Despite ever finer electronic and mechanical control of the harmonic motion of the wave maker, the initially regular wave train would keep spawning higher harmonics along the tank. The penny dropped - this was the discovery of the fundamental Benjamin-Feir "side-band" instability of all steep waves.

Benjamin's teaching of undergraduates at Cambridge was rather minimal, but no one who attended can forget his slow entry into a lecture-room, the precise wiping of the board, the ceremonial breaking of chalk, the elegant thin writing with serifs on the letters, and his quiet, economical explanations as he led his class through the analysis of water waves.

In 1970 he left for a chair in Mathematics at Essex University. There he set up the Fluid Mechanics Research Institute, with a particular aim of showing how more abstract mathematical analysis could really contribute to understanding well-defined but difficult experimental problems; such as why, as concentric cylinders rotate, the flow between them sets up slow eddying motions that have so many and such sensitive flow patterns. He took an active interest in the turbulent politics of the Essex campus, as well as conducting the university choir.
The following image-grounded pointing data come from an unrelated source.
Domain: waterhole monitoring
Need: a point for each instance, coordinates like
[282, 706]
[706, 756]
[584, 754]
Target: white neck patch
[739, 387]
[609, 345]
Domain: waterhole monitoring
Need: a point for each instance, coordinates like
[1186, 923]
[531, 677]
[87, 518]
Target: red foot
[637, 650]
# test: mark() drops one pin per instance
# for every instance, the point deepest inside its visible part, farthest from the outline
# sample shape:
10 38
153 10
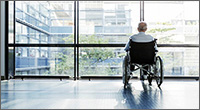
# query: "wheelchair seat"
142 52
143 56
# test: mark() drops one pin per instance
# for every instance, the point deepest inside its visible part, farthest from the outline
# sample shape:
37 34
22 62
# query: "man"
140 37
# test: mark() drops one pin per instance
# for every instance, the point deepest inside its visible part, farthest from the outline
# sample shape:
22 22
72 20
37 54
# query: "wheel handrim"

On his election to the Sedleian chair at the Mathematical Institute in Oxford in 1979, and a Fellowship at Queen's College, Benjamin continued the fruitful interaction with those experimenting on very sensitive flows, especially his close collaborator Dr T. Mullin. He also returned to a number of the hydrodynamic problems he had studied earlier in his career, on vortex breakdown, bubbles and others, but now approaching the problems with more general and powerful mathematical apparatus.

He had a number of visiting appointments abroad, but he returned most often to Pennsylvania State University, where he celebrated his 60th birthday at a symposium in his honour. Benjamin was a great supporter of scientific and academic communities; he supported the International Centre for Theoretical Physics in Trieste for its work for Third World young scientists; as President of the UK National Conference of University Professors he stimulated public debate in the hope that the government would recognise publicly and materially the value to Britain of its universities; he persuaded those running the annual British Theoretical Mechanics Colloquia to broaden their mathematical appeal and rename them the British Applied Mathematics Colloquia, the first being held in Oxford in 1991; and finally as a Fellow of the Royal Society, he was twice a member of Council and gave the Bakerian Lecture in 1992.
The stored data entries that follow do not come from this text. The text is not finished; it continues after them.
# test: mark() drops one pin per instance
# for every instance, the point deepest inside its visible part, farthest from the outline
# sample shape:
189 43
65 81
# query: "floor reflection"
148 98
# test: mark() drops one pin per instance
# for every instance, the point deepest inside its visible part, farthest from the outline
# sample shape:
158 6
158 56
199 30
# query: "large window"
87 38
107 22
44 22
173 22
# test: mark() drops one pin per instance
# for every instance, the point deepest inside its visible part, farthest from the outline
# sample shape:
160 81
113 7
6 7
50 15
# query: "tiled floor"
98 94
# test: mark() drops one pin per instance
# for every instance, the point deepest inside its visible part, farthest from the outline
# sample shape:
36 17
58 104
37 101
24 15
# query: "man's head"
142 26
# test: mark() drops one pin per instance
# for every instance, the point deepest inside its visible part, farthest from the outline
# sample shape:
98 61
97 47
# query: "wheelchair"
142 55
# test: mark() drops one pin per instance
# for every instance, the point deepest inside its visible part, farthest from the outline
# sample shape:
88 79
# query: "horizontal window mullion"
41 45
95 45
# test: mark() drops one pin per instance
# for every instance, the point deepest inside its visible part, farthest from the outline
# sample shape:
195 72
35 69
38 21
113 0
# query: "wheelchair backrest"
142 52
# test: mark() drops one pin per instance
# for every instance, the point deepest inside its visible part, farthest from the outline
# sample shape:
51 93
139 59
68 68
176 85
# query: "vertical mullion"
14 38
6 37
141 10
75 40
Brooke Benjamin had a most attractive aura - wise, sensitive and having a touch of mystery - in fact a bit of a Cheshire cat. He was about 6ft tall, moving slowly, smiling slightly, often with a pipe in his mouth, and speaking so that every word counted, with surprisingly strong views on science in all its aspects. He and his second wife Natalia were a joyous couple with many friends from all over the world. He was an exceptional man in another way, being the longest surviving diabetic in Britain, who had regularly injected himself since he was a teenager; indeed he was something of a medical specimen. Most people never knew.
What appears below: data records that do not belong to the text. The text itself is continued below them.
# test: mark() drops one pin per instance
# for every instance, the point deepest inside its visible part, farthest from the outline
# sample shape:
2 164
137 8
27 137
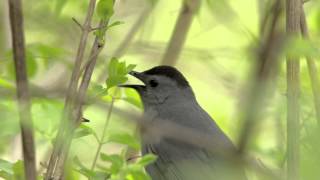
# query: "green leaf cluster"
117 72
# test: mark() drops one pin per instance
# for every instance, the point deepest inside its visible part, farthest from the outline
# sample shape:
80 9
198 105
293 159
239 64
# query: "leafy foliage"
117 72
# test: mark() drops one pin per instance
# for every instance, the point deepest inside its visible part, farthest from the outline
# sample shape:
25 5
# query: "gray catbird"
168 97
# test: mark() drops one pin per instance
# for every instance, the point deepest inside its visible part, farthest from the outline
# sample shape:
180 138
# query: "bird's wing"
178 160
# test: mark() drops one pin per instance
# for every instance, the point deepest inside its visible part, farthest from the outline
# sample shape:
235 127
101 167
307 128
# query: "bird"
167 97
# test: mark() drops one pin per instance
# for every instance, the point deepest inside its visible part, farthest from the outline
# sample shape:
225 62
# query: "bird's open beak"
137 87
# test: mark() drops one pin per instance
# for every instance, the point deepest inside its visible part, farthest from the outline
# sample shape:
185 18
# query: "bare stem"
57 150
180 32
313 72
26 125
293 16
101 141
77 106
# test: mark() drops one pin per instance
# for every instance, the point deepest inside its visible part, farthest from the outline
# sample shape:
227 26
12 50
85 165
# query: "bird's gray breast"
178 159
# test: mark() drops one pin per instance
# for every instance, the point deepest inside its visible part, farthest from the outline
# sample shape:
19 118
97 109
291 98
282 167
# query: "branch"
121 49
266 69
313 72
26 125
180 32
76 117
86 28
293 16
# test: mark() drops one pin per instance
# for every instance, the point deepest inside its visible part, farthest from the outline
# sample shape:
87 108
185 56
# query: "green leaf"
126 139
6 166
147 159
82 169
112 68
139 174
116 23
84 130
105 9
116 161
6 84
132 97
59 6
18 170
117 72
130 67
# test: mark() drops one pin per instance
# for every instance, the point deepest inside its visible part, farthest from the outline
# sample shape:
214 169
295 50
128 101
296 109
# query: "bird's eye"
153 83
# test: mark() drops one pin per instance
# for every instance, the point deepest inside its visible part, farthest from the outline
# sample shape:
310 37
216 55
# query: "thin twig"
102 138
24 106
77 109
293 18
265 71
121 49
313 72
180 32
70 93
78 23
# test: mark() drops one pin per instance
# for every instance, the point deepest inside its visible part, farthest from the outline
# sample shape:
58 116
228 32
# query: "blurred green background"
216 59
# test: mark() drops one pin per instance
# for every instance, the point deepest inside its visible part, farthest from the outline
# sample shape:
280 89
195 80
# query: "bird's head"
161 84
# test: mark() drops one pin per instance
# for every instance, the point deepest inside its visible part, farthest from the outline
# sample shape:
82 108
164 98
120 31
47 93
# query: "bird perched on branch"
203 152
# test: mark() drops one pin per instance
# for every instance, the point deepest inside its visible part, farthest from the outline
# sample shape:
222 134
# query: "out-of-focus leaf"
31 64
18 170
59 6
84 130
117 72
116 161
105 9
126 139
132 97
221 10
147 159
298 47
116 23
6 167
137 173
6 84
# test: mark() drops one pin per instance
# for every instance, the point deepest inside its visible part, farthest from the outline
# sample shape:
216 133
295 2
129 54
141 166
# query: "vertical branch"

As a finale, we should remember one of the best "Brooke" stories. He was invited to a dinner at 10 Downing Street in the 1980s. Circulating after dinner he met Denis Thatcher, who asked him who he was. Brooke replied that he was a professor at Oxford and Denis said, ''I should keep that quiet around here, if I were you.''

Julian Hunt

Thomas Brooke Benjamin, mathematician: born 15 April 1929; Fellow of King's College Cambridge 1955-64; Assistant Director of Research, Cambridge University 1958-67, Reader in Hydrodynamics 1967-70; FRS 1966; Professor of Mathematics and Director, Fluid Mechanics Research Institute, Essex University 1970-78; Sedleian Professor of Natural Philosophy, Oxford University 1979-95; Fellow of Queen's College, Oxford 1979-95; married 1956 Helen Ginsburg (one son, two daughters; marriage dissolved 1974), 1978 Natalia Court (one daughter); died Oxford 16 August 1995.